We have provided customers with the ability of GPU sharing in production, which is realized through the self-developed open source GPU framework Nano GPU, which can provide shared scheduling and allocation of GPU cards under Kubernetes. However, it requires the installation of additional extender schedulers and device plug-ins. BTW it is difficult to implement container-level gpu share completely depending on the native nvidia docker.

amybachir commented 2 years ago

@klueska Did the MIG support make it to an official release? I'm looking for a trusted and supported gpu sharing solution for production workloads. Thanks!

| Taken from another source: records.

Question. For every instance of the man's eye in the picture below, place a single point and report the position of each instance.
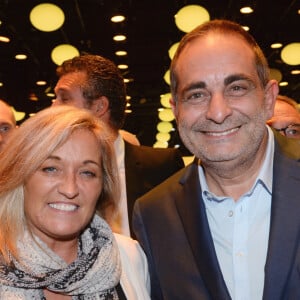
(49, 169)
(88, 173)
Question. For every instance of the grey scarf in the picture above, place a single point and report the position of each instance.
(94, 275)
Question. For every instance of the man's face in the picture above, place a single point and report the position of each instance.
(68, 90)
(286, 120)
(7, 123)
(221, 107)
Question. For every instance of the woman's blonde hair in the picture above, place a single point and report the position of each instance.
(31, 144)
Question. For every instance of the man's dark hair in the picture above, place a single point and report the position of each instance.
(103, 79)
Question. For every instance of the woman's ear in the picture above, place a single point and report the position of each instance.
(100, 106)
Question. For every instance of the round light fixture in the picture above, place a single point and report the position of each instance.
(160, 144)
(164, 126)
(166, 115)
(275, 74)
(172, 50)
(167, 77)
(165, 100)
(163, 136)
(63, 52)
(47, 17)
(290, 54)
(190, 16)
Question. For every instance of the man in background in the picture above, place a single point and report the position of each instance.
(286, 125)
(286, 117)
(7, 122)
(95, 83)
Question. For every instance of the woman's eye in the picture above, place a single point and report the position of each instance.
(49, 169)
(88, 173)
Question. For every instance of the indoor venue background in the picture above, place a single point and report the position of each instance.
(150, 31)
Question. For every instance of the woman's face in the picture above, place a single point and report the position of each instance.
(61, 195)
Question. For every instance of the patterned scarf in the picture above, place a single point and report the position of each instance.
(93, 275)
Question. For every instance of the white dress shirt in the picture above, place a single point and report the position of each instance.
(135, 280)
(240, 231)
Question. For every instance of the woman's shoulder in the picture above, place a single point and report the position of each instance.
(127, 245)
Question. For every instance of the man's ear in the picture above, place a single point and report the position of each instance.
(173, 104)
(271, 92)
(100, 106)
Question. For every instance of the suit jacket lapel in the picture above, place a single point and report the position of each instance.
(285, 226)
(192, 212)
(132, 178)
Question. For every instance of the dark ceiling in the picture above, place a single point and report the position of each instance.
(150, 30)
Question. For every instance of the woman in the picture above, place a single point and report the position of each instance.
(58, 180)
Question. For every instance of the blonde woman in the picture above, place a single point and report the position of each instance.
(58, 180)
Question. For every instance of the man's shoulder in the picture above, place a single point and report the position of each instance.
(167, 189)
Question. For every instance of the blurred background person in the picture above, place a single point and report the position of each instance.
(129, 137)
(286, 117)
(285, 124)
(7, 122)
(95, 83)
(56, 187)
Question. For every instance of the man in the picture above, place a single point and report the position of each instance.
(286, 117)
(95, 83)
(229, 226)
(7, 122)
(286, 126)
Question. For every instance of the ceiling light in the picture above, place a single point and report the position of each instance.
(21, 56)
(63, 52)
(275, 74)
(4, 39)
(246, 10)
(164, 126)
(163, 136)
(119, 38)
(167, 77)
(172, 50)
(19, 115)
(47, 17)
(283, 83)
(123, 67)
(41, 82)
(160, 144)
(165, 100)
(290, 54)
(190, 16)
(166, 115)
(276, 45)
(121, 53)
(117, 18)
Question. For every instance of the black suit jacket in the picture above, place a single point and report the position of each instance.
(145, 168)
(171, 224)
(291, 147)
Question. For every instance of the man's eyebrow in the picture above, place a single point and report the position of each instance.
(85, 162)
(194, 86)
(236, 77)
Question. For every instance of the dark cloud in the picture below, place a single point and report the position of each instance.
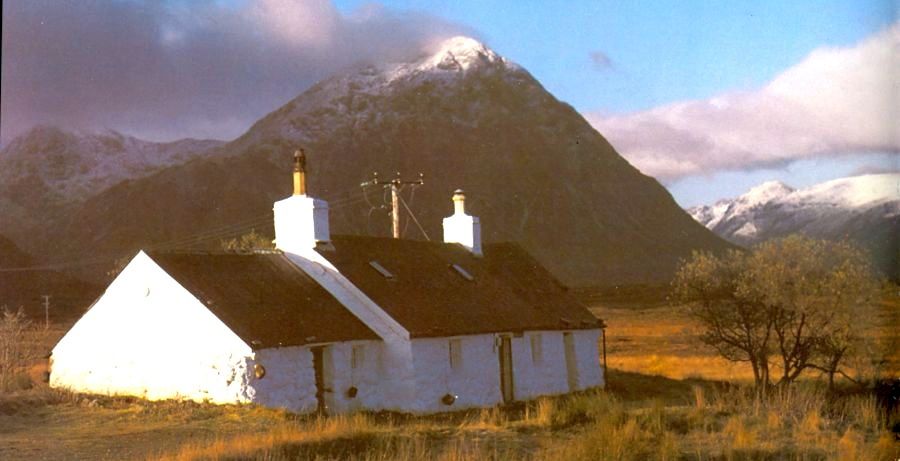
(833, 102)
(601, 60)
(165, 70)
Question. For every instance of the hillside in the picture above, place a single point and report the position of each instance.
(22, 284)
(48, 171)
(534, 170)
(865, 209)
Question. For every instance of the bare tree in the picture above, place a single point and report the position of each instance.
(737, 326)
(818, 293)
(793, 304)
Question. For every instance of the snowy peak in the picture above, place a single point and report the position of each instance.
(855, 192)
(73, 165)
(460, 54)
(765, 192)
(865, 209)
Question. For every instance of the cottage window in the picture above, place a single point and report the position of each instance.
(455, 354)
(537, 348)
(462, 272)
(357, 356)
(381, 270)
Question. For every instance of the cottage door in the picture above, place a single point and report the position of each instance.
(506, 376)
(322, 369)
(571, 362)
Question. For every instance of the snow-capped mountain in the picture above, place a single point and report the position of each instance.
(862, 208)
(49, 169)
(534, 171)
(77, 165)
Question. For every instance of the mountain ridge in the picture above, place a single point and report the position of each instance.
(534, 170)
(864, 208)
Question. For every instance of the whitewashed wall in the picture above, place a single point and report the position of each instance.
(397, 379)
(289, 382)
(548, 376)
(476, 382)
(148, 336)
(590, 373)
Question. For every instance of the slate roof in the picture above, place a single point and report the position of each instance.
(509, 290)
(264, 298)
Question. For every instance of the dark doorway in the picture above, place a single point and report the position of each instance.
(571, 361)
(323, 385)
(506, 375)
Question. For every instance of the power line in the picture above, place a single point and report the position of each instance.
(413, 216)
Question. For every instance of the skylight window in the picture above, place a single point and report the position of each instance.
(462, 272)
(381, 270)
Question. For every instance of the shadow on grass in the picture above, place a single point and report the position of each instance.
(637, 387)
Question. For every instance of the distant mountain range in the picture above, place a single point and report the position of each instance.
(48, 169)
(533, 169)
(865, 209)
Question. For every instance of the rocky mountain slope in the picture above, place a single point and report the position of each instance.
(534, 170)
(48, 169)
(865, 209)
(23, 283)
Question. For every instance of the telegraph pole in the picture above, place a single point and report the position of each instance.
(46, 311)
(395, 185)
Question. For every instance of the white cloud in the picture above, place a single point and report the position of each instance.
(835, 101)
(165, 70)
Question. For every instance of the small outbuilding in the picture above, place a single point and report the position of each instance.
(336, 323)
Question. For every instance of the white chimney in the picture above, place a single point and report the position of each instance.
(462, 228)
(300, 221)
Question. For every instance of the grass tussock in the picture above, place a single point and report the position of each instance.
(715, 422)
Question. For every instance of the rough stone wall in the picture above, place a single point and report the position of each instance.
(289, 380)
(475, 382)
(587, 354)
(548, 375)
(147, 336)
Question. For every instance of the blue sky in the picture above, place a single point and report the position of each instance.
(661, 52)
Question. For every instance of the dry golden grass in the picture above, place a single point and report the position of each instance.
(664, 401)
(663, 340)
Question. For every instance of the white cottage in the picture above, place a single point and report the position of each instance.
(336, 323)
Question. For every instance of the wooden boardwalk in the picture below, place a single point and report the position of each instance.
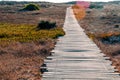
(76, 57)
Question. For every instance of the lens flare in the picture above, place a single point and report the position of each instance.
(79, 9)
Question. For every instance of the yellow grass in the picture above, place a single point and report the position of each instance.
(25, 33)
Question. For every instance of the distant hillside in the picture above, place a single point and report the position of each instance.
(99, 3)
(72, 2)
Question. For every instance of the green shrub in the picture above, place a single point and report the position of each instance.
(46, 25)
(94, 6)
(31, 7)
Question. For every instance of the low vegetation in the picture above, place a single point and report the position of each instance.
(31, 7)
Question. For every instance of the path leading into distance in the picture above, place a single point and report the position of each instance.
(76, 57)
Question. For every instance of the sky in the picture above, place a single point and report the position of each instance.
(59, 1)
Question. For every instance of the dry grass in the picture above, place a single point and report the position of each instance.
(21, 60)
(97, 26)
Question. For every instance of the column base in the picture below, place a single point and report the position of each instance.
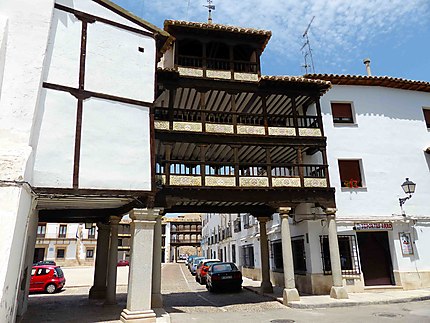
(156, 301)
(266, 287)
(97, 292)
(338, 293)
(147, 316)
(290, 295)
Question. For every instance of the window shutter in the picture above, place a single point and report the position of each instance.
(341, 111)
(350, 171)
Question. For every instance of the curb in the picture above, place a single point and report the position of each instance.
(342, 303)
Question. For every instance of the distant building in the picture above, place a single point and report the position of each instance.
(377, 131)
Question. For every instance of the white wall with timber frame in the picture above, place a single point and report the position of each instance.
(92, 128)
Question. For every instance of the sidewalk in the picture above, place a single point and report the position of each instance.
(323, 301)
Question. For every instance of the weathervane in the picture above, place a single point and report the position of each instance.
(210, 7)
(307, 51)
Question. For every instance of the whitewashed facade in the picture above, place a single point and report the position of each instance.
(389, 138)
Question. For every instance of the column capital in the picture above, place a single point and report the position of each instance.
(102, 226)
(114, 220)
(330, 211)
(284, 212)
(145, 214)
(263, 219)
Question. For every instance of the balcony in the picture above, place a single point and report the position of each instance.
(217, 68)
(197, 174)
(235, 123)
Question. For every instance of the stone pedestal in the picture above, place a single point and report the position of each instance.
(156, 298)
(113, 261)
(337, 291)
(98, 290)
(290, 292)
(140, 276)
(266, 285)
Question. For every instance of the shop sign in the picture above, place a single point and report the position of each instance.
(373, 226)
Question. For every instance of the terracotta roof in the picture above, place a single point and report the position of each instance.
(384, 81)
(219, 27)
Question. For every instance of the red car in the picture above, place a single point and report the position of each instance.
(122, 263)
(47, 278)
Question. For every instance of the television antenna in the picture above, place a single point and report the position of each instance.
(307, 50)
(210, 7)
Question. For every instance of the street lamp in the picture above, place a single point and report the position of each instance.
(409, 188)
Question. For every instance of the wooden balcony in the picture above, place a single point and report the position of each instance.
(197, 174)
(235, 123)
(217, 68)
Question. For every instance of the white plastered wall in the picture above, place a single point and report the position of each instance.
(23, 46)
(115, 142)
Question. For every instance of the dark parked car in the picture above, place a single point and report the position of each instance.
(224, 275)
(47, 278)
(45, 262)
(202, 270)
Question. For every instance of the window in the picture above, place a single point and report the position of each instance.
(348, 255)
(342, 112)
(427, 116)
(350, 173)
(299, 254)
(90, 253)
(92, 232)
(248, 256)
(62, 231)
(41, 230)
(276, 255)
(61, 252)
(237, 225)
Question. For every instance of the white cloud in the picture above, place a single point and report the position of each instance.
(339, 28)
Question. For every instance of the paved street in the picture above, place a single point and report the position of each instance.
(187, 301)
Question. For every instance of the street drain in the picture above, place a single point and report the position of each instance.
(389, 315)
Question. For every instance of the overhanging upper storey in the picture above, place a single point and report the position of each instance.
(215, 51)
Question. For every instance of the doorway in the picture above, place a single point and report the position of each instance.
(375, 258)
(39, 254)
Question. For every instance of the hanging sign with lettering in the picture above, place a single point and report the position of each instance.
(373, 226)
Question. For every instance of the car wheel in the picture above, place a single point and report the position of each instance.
(50, 288)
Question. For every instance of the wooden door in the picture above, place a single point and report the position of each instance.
(375, 258)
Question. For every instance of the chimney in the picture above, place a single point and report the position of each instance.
(366, 62)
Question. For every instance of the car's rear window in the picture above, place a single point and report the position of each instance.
(223, 267)
(59, 272)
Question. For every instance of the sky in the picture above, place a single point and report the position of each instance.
(394, 34)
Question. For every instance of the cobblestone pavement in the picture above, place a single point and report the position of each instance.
(187, 301)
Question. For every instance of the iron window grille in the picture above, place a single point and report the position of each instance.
(41, 230)
(90, 253)
(276, 256)
(349, 259)
(248, 256)
(299, 254)
(62, 231)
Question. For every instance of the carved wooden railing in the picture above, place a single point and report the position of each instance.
(217, 174)
(236, 122)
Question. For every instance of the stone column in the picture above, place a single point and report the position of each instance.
(290, 292)
(113, 260)
(156, 299)
(140, 276)
(266, 285)
(337, 290)
(98, 290)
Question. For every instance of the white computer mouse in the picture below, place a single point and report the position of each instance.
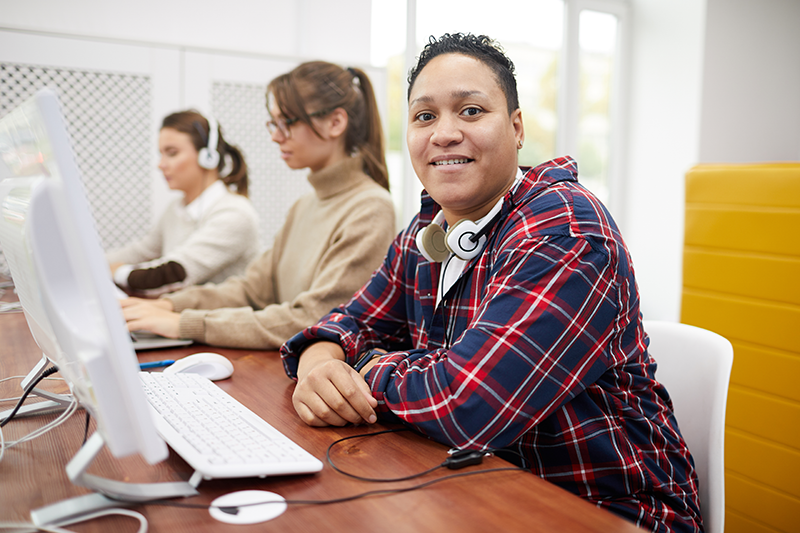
(210, 365)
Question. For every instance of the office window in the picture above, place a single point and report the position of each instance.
(597, 38)
(567, 59)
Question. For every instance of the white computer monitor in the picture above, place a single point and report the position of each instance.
(52, 248)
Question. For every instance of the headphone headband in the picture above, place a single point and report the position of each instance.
(208, 157)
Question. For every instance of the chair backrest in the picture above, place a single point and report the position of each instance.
(694, 364)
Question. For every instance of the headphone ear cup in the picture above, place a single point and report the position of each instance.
(459, 240)
(208, 159)
(431, 243)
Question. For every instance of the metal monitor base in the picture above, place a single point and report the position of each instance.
(109, 493)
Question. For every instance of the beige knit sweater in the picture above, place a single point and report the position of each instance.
(332, 241)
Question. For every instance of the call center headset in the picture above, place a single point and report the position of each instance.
(465, 238)
(208, 156)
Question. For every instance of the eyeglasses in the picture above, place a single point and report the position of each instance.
(283, 124)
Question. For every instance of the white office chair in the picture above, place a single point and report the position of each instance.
(695, 366)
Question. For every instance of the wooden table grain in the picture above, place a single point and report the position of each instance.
(32, 474)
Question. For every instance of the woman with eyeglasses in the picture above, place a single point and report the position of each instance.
(323, 118)
(208, 234)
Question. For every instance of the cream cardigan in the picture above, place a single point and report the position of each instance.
(332, 241)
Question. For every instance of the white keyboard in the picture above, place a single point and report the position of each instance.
(218, 436)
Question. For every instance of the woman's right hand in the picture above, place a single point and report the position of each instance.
(330, 392)
(155, 316)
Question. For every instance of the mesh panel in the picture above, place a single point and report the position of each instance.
(108, 119)
(242, 113)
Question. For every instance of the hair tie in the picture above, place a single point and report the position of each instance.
(354, 74)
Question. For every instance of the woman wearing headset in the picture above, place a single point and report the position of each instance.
(323, 118)
(210, 233)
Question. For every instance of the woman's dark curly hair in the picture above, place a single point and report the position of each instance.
(482, 48)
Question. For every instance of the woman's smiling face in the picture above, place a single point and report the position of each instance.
(461, 139)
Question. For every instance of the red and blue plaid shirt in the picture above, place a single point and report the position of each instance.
(538, 348)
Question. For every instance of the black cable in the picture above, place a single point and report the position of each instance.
(86, 428)
(234, 509)
(362, 478)
(50, 371)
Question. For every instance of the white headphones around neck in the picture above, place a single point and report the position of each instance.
(208, 156)
(465, 238)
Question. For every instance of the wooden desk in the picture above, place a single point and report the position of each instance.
(32, 474)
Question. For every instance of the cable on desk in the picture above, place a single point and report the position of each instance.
(70, 409)
(17, 398)
(23, 527)
(457, 458)
(52, 370)
(234, 509)
(362, 478)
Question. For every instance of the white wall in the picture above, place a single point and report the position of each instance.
(751, 89)
(319, 29)
(712, 81)
(664, 123)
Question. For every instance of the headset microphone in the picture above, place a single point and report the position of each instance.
(208, 156)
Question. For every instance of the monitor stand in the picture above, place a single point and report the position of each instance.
(55, 402)
(110, 493)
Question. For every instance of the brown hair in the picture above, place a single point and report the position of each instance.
(317, 86)
(196, 127)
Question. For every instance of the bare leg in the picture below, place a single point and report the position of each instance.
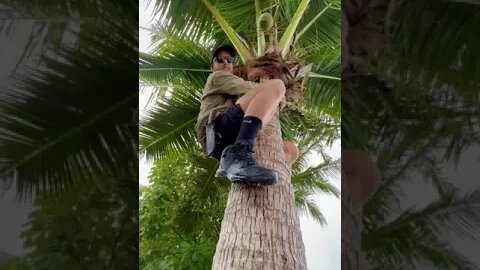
(291, 152)
(264, 100)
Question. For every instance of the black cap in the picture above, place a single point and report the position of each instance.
(226, 48)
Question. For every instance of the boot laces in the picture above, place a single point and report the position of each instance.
(245, 154)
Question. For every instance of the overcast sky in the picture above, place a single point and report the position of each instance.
(322, 244)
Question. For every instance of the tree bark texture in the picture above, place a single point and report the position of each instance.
(261, 226)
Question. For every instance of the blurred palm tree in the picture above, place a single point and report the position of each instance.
(179, 63)
(410, 97)
(68, 129)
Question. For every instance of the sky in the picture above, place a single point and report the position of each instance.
(322, 243)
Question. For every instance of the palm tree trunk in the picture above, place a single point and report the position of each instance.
(261, 227)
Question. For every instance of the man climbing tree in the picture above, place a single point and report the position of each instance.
(237, 109)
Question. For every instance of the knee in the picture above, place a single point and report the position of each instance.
(277, 87)
(291, 152)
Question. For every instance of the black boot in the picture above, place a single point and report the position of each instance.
(238, 165)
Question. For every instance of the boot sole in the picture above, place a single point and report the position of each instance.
(244, 180)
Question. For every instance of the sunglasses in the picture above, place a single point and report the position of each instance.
(221, 59)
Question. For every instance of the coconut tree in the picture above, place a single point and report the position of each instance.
(69, 129)
(283, 37)
(417, 60)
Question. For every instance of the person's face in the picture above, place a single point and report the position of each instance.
(221, 62)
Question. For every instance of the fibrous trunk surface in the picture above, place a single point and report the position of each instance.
(261, 227)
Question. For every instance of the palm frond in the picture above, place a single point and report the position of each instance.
(169, 126)
(56, 123)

jmpolom commented 2 years ago

cc

amybachir commented 2 years ago

I was looking into AWS ec2 instances which support MIG mode and I was very disappointed. The only instance they have available is p4d.24xlarge . I definitely don't need each instance to be this large. It makes the MIG support in this plugin useless. Have you all seen any other alternatives? Screen Shot 2022-04-28 at 2 41 58 PM

jmpolom commented 2 years ago

@amybachir is it possible you could get by with fewer, larger instances? Or do you not have enough workload to saturate even a single p4d.24xlarge?

amybachir commented 2 years ago

@jmpolom unfortunately we don't have enough workloads to utilize a whole GPU of type p4d.24xlarge which defeats the purpose of sharing gpu. We also have autoscaling setup so our workloads scale up and down based on traffic so we can't have a large node like this with only a fraction of it being utilized.

amybachir commented 2 years ago

@ktarplee I want to try out GPU sharing from your fork as temp solution until Nvidia officially release an update. I want to use T4 for GPU sharing which is not currently supported.

I noticed you have another MR open in a Gitlab repo where is the most recent work?

rjanovski commented 2 years ago

UPDATE: nvidia now supports time-sharing gpu on kubernetes https://developer.nvidia.com/blog/improving-gpu-utilization-in-kubernetes/

grgalex commented 1 year ago

@RDarrylR @ktarplee @rjanovski @amybachir

I have just released nvshare, a transparent GPU sharing mechanism without memory size constraints, based on my diploma thesis.

You can check it out at https://github.com/grgalex/nvshare

github-actions[bot] commented 3 months ago

This issue is stale because it has been open 90 days with no activity. This issue will be closed in 30 days unless new comments are made or the stale label is removed.

github-actions[bot] commented 2 months ago

This issue was automatically closed due to inactivity.